Dit artikel verscheen eerder in De Pers.

vrijdag 18 november 2011

A Tribe Called Quest: reizigers in muziek



A Tribe Called Quest mag dan al anderhalf decennium geen plaat meer hebben gemaakt, hun invloed laat zich tot op de dag van vandaag gelden.

Lees ook:



Op het station van St. Albans in Queens, New York staan Count Basie, John Coltrane, Billie Holiday, Ella Fitzgerald, Fats Waller, James Brown en Lena Horne geschilderd. De buurt is trots op de muzikale grootheden die ooit in de zwarte middenklassewijk hebben gewoond. De jonge leden van rapgroep A Tribe Called Quest keken tegen hen op en droomden ervan ooit ook op die muur te prijken. Maar uit de buurt komen ook helden van hun generatie: rapper L.L. Cool J groeide op bij zijn oma in St. Albans en Run-DMC kwamen uit het naburige Hollis.

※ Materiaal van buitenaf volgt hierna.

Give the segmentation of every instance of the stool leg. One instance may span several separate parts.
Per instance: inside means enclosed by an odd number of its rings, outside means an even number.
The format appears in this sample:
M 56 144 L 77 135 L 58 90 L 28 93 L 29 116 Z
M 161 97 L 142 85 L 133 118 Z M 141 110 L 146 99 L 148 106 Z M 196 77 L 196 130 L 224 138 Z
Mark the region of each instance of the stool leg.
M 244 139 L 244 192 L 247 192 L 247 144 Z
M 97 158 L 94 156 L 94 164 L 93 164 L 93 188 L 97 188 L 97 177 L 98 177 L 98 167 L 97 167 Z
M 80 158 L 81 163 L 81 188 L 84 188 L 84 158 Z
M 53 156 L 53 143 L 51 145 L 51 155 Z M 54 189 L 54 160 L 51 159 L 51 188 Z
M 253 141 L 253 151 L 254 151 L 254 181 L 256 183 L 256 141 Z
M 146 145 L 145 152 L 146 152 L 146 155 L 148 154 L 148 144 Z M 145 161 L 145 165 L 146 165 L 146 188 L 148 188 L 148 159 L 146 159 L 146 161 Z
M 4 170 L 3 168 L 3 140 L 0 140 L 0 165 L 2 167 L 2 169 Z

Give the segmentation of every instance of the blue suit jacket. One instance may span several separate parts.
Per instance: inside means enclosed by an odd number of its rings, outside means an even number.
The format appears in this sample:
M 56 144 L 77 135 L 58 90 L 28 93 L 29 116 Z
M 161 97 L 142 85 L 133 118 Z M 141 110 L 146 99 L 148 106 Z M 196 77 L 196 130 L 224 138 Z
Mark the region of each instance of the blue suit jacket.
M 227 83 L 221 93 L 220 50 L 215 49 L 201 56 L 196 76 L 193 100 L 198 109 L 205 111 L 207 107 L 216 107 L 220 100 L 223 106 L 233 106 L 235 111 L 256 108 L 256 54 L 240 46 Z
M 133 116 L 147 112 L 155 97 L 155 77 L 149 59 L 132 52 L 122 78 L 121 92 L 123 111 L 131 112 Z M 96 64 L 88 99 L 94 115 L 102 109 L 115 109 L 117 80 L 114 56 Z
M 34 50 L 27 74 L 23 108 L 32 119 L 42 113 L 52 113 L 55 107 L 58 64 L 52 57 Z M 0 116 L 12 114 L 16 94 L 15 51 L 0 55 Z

Rappers Q-Tip (Jonathan Davis, geb. 1970) , Phife Dawg (Malik Taylor, geb. 1970) en Jarobi White (geb. 1971) zijn jeugdvrienden die samen opgroeiden in St. Albans. Op de Murry Bergtraum High School for Business Careers leert Q-Tip de DJ Ali Shaheed Muhammad kennen. Met zijn vieren beginnen ze de groep Quest.

Murry Bergtraum wordt een cruciale plaats voor hun carrière: onder de leerlingen bevinden zich ook de geestverwante hiphopgroep Jungle Brothers. Het is Afrika Baby Bam van de Jungle Brothers die MC Love Child omdoopt in Q-Tip, en ook met de naam A Tribe Called Quest op de proppen komt. Jungle Brother Mike Gee is het neefje van de populaire en invloedrijke radio-DJ Red Alert, dus dat opent deuren.

Straight Out The Jungle, het klassieke debuutalbum van de Jungle Brothers uit 1988 bereidt de weg voor A Tribe Called Quest. Q-Tip rapt coupletten op Black Is Black. Intussen introduceert Afrika Baby Bam Tip ook bij een andere geestverwante groep: De La Soul, een eigenzinnig raptrio uit Long Island dat wordt geproduceerd door Prince Paul, de DJ van hiphopband Stetsasonic. De La Soul viert in 1989 grote commerciële successen met de singles Me, Myself and I en Say No Go van Three Feet High and Rising, nog steeds een van de beste hiphopalbums aller tijden.

De remix van De La Souls Buddy, met cameo’s van de Jungle Brothers en Q-Tip, wordt het manifest van een revolutionaire beweging in de hiphop: de Native Tongues. Het collectief – bestaande uit kernleden Jungle Brothers, A Tribe Called Quest, De La Soul en Queen Latifah, - stond voor een radicale breuk met de heersende machocultuur van de hiphop. De Native Tongues vierden eigenzinnigheid. Je hoeft helemaal niet stoer te zijn en jezelf te behangen met gouden kettingen. Wees jezelf, durf af te wijken van de norm.

Het geluid van de Native Tongues is in tegenstelling tot de woedende hiphop van Public Enemy en NWA vriendelijk , speels en jazzy, al deelden de Native Tongues hun intelligentie, politieke en sociale bewustzijn en Afrocentrisme. Ook hun kledingsstijl valt op: geen trainingspakken, gympen en gouden kettingen, maar kleurige kleren met verwijzingen naar Afrika, het moederland.

“We maakten het cool om gewoon jezelf te zijn, alles mocht, niks was te gek”, legt Phife uit aan Heaven. “Al was ik niet zo gelukkig met de kleren die we droegen.”